Greenspan Wants `Legal Uncertainties’ on OTC Derivatives Settled
February 11, 2000
Federal Reserve Chairman Alan Greenspan wants the "legal uncertainties" surrounding over-the-counter derivatives settled. U.S. futures exchanges agreed but said they need equivalent regulatory relief.
"Imposing government regulation on a market can impair its efficiency," Greenspan told the Senate Agriculture Committee. "Thus, when evaluating the need for government regulation, one must clearly identify the public policy objectives of the regulation."
He noted the president’s working group has considered whether regulation of OTC derivatives is necessary to achieve the public policy objectives of the CEA and agreed "that such regulation is unnecessary and that such transactions should be excluded from coverage of the act."
The recommended exclusion, he added, "would extend to those securities-based derivatives that currently are subject to the greatest legal risk from potential application of the CEA." The legal uncertainties, said Greenspan, "create risks to counter-parties in OTC contracts and, indeed, to our financial system that simply are unacceptable."
Rapid changes in communications technology "portend that time is running out for us to modernize our regulation of financial markets before we lose them and the associated profits and employment opportunities to foreign jurisdictions that impose no such impediments."
The largest futures exchange no longer is the United States, said Greenspan, but in "the heart of Europe. To be sure, no U.S. exchange has yet to lose a major contract to a foreign competitor. But it would be a serious mistake for us to wait for such unmistakable evidence of a loss of international competitiveness before acting...once markets with scale and scope economies are lost, they are very difficult, if not impossible, to recapture."
Besides Greenspan and other Administration offices, the three largest U.S. futures exchanges also testified. Officials from the exchanges said derivatives legislation must give them the opportunity to compete directly with over-the-counter products. Sen. Peter Fitzgerald (R-IL) questioned over-the-counter representatives sharply over whether they would support exempting futures exchanges from regulation so that equivalent products were treated the same.

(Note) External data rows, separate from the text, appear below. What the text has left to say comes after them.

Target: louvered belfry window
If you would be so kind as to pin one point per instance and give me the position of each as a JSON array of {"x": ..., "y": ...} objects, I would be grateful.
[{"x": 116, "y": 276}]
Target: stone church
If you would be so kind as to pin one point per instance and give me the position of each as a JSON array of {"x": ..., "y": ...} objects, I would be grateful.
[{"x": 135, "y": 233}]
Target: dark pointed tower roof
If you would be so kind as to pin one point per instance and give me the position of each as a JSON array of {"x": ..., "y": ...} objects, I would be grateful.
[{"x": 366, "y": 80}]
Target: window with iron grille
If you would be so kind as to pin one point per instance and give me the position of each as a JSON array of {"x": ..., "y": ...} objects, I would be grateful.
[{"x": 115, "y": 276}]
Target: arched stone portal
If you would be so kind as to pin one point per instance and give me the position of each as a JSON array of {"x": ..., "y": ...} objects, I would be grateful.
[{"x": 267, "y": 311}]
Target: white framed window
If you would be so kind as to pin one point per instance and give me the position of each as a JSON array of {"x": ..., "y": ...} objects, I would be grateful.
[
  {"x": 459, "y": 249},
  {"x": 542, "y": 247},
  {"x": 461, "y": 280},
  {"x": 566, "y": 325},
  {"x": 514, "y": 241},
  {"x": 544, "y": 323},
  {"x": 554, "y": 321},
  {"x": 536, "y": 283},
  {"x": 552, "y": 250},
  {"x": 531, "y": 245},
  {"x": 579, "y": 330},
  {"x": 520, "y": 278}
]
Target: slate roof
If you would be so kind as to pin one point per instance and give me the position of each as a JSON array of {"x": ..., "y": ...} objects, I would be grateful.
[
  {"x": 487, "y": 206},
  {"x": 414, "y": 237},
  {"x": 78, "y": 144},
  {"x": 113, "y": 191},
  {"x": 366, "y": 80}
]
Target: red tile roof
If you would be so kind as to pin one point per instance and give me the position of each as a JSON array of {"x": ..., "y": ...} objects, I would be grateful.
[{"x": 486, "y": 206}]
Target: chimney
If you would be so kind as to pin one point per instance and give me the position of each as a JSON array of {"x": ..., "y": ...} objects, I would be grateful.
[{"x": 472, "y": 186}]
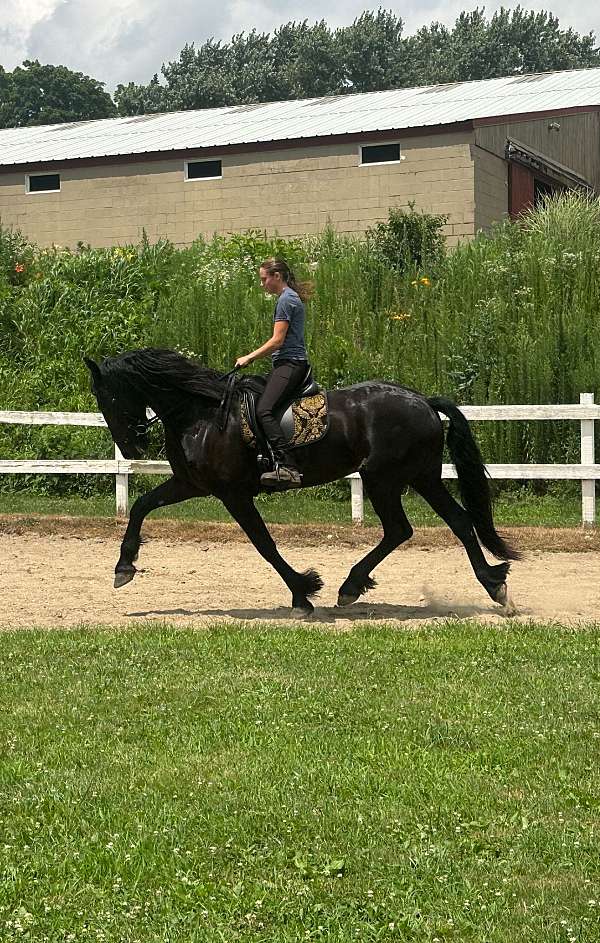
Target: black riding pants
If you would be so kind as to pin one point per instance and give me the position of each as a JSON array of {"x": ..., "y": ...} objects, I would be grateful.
[{"x": 281, "y": 382}]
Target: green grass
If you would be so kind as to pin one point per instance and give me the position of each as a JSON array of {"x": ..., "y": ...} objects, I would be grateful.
[
  {"x": 259, "y": 784},
  {"x": 559, "y": 508}
]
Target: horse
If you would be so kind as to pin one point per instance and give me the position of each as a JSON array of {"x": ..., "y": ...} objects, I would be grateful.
[{"x": 392, "y": 435}]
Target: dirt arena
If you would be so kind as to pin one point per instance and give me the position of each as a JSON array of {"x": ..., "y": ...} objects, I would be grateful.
[{"x": 59, "y": 572}]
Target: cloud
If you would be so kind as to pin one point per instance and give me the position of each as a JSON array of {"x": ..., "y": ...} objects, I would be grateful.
[{"x": 128, "y": 40}]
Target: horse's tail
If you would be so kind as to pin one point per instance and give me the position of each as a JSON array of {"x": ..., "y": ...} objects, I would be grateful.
[{"x": 472, "y": 479}]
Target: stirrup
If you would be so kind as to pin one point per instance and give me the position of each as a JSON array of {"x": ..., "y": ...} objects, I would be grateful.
[{"x": 282, "y": 474}]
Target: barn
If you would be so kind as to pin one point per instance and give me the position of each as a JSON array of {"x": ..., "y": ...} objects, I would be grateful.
[{"x": 472, "y": 151}]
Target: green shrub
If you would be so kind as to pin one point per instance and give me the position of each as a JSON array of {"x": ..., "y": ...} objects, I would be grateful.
[{"x": 510, "y": 317}]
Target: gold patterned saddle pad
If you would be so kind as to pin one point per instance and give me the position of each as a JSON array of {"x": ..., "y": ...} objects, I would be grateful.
[{"x": 304, "y": 422}]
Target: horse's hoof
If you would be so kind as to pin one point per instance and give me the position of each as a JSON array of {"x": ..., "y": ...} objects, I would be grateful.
[
  {"x": 345, "y": 600},
  {"x": 504, "y": 600},
  {"x": 122, "y": 577},
  {"x": 302, "y": 613}
]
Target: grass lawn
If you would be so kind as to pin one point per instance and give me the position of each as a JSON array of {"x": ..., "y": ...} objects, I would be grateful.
[
  {"x": 260, "y": 784},
  {"x": 559, "y": 508}
]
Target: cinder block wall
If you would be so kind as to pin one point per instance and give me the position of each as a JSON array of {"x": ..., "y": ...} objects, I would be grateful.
[
  {"x": 491, "y": 188},
  {"x": 288, "y": 191}
]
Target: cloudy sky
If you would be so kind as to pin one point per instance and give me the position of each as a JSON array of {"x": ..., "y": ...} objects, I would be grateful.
[{"x": 128, "y": 40}]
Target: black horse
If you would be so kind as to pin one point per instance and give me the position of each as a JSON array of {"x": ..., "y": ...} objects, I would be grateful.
[{"x": 392, "y": 435}]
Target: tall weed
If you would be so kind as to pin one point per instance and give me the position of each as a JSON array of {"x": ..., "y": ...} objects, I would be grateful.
[{"x": 510, "y": 317}]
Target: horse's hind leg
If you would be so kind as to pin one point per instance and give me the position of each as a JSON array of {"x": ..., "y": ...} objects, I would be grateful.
[
  {"x": 492, "y": 578},
  {"x": 385, "y": 494}
]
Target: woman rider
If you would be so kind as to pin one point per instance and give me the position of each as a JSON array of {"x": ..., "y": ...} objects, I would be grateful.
[{"x": 290, "y": 362}]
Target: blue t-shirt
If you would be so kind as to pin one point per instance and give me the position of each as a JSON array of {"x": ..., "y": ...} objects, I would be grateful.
[{"x": 290, "y": 308}]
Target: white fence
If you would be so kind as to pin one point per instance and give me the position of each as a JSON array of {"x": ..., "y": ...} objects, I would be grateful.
[{"x": 586, "y": 471}]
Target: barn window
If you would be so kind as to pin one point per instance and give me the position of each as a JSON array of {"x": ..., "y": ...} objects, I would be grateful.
[
  {"x": 380, "y": 153},
  {"x": 203, "y": 169},
  {"x": 42, "y": 183}
]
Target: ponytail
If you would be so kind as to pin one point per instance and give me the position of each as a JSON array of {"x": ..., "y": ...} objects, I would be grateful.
[{"x": 303, "y": 289}]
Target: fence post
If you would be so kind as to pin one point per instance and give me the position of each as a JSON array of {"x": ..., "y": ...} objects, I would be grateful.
[
  {"x": 121, "y": 487},
  {"x": 588, "y": 487},
  {"x": 357, "y": 498}
]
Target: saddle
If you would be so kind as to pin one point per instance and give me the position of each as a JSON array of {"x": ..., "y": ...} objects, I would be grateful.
[{"x": 303, "y": 416}]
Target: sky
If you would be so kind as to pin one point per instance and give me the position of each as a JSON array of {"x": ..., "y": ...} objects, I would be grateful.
[{"x": 120, "y": 41}]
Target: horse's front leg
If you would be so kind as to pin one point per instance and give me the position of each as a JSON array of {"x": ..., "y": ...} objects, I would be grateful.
[
  {"x": 171, "y": 491},
  {"x": 301, "y": 585}
]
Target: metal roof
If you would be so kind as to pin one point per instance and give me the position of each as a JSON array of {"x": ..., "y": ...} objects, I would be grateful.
[{"x": 399, "y": 109}]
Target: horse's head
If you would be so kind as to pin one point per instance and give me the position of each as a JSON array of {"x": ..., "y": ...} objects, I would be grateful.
[{"x": 124, "y": 412}]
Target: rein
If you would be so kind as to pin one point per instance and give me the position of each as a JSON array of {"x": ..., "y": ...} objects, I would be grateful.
[{"x": 225, "y": 404}]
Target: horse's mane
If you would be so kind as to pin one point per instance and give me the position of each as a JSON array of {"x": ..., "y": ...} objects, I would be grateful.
[{"x": 153, "y": 368}]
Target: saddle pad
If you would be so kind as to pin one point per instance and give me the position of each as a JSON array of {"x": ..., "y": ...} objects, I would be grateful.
[{"x": 303, "y": 423}]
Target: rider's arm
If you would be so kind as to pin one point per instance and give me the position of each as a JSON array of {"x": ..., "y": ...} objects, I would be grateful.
[{"x": 280, "y": 329}]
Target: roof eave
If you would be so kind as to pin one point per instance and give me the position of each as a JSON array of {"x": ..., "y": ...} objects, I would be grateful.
[{"x": 245, "y": 147}]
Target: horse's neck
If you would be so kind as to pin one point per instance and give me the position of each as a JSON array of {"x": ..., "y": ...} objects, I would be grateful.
[{"x": 183, "y": 411}]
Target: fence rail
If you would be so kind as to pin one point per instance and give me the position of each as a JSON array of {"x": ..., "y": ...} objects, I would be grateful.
[{"x": 586, "y": 412}]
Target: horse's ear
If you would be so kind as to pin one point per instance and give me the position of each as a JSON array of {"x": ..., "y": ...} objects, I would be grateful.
[{"x": 93, "y": 368}]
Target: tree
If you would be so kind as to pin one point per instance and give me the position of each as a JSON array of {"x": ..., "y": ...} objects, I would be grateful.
[
  {"x": 47, "y": 94},
  {"x": 373, "y": 53},
  {"x": 513, "y": 42}
]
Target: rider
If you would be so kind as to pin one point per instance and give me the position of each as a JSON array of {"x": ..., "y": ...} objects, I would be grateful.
[{"x": 290, "y": 362}]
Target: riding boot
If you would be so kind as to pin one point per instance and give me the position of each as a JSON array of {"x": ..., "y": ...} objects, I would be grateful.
[{"x": 285, "y": 474}]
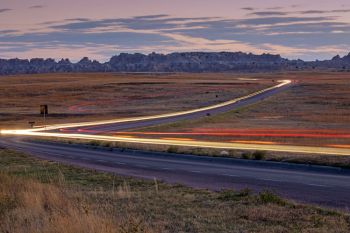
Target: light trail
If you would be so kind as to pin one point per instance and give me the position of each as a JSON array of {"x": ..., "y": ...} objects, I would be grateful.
[
  {"x": 242, "y": 134},
  {"x": 170, "y": 141},
  {"x": 159, "y": 116},
  {"x": 202, "y": 144}
]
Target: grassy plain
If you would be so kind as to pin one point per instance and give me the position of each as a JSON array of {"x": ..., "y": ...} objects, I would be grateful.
[
  {"x": 42, "y": 196},
  {"x": 86, "y": 97},
  {"x": 317, "y": 102}
]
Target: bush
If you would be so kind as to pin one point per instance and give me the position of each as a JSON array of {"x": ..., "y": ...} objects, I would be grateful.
[
  {"x": 259, "y": 155},
  {"x": 231, "y": 195},
  {"x": 267, "y": 196}
]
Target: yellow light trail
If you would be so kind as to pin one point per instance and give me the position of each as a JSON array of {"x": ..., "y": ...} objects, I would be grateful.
[
  {"x": 131, "y": 119},
  {"x": 202, "y": 144},
  {"x": 177, "y": 142}
]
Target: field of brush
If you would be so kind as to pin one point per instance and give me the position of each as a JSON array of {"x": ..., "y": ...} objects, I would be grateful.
[
  {"x": 85, "y": 97},
  {"x": 315, "y": 111}
]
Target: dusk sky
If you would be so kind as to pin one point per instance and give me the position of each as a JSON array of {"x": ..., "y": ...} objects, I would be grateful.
[{"x": 314, "y": 29}]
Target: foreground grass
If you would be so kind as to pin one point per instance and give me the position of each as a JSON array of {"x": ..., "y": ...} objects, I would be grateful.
[
  {"x": 43, "y": 196},
  {"x": 310, "y": 159}
]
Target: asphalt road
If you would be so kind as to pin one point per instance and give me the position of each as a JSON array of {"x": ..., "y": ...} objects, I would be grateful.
[
  {"x": 103, "y": 128},
  {"x": 313, "y": 184}
]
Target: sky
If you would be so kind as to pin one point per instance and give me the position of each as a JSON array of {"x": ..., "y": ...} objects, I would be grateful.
[{"x": 99, "y": 29}]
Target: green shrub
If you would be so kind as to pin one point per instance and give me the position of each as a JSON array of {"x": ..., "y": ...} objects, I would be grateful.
[
  {"x": 246, "y": 155},
  {"x": 231, "y": 195},
  {"x": 267, "y": 196},
  {"x": 259, "y": 155}
]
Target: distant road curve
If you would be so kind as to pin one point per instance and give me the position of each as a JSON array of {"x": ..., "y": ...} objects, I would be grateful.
[{"x": 136, "y": 122}]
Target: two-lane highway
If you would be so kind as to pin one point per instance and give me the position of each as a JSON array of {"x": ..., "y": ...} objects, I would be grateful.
[
  {"x": 326, "y": 186},
  {"x": 313, "y": 184}
]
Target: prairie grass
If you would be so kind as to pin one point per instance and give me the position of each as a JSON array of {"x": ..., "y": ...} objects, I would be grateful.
[{"x": 96, "y": 96}]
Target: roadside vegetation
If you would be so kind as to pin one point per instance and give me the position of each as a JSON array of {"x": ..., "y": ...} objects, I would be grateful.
[{"x": 43, "y": 196}]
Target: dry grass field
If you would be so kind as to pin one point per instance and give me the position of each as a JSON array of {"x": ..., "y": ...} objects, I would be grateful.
[
  {"x": 85, "y": 97},
  {"x": 41, "y": 196},
  {"x": 316, "y": 111}
]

However, the committee deferred most discussion of exchange-related issues – like the longstanding ban on futures based on stock of single companies – till later, awaiting reports from regulators later this month that are supposed to shed light on the stock-futures ban and on how the Commodity Futures Trading Commission will deregulate exchanges. Several exchanges repeated Chicago Board of Trade Chairman David Brennan’s comment that new CFTC chairman Bill Rainer is "a breath of fresh air," and the tone of the hearing was markedly more relaxed than a similar gathering in 1998 when then-chair Brooksley Born clashed repeatedly and publicly with fellow Clinton Administration regulators.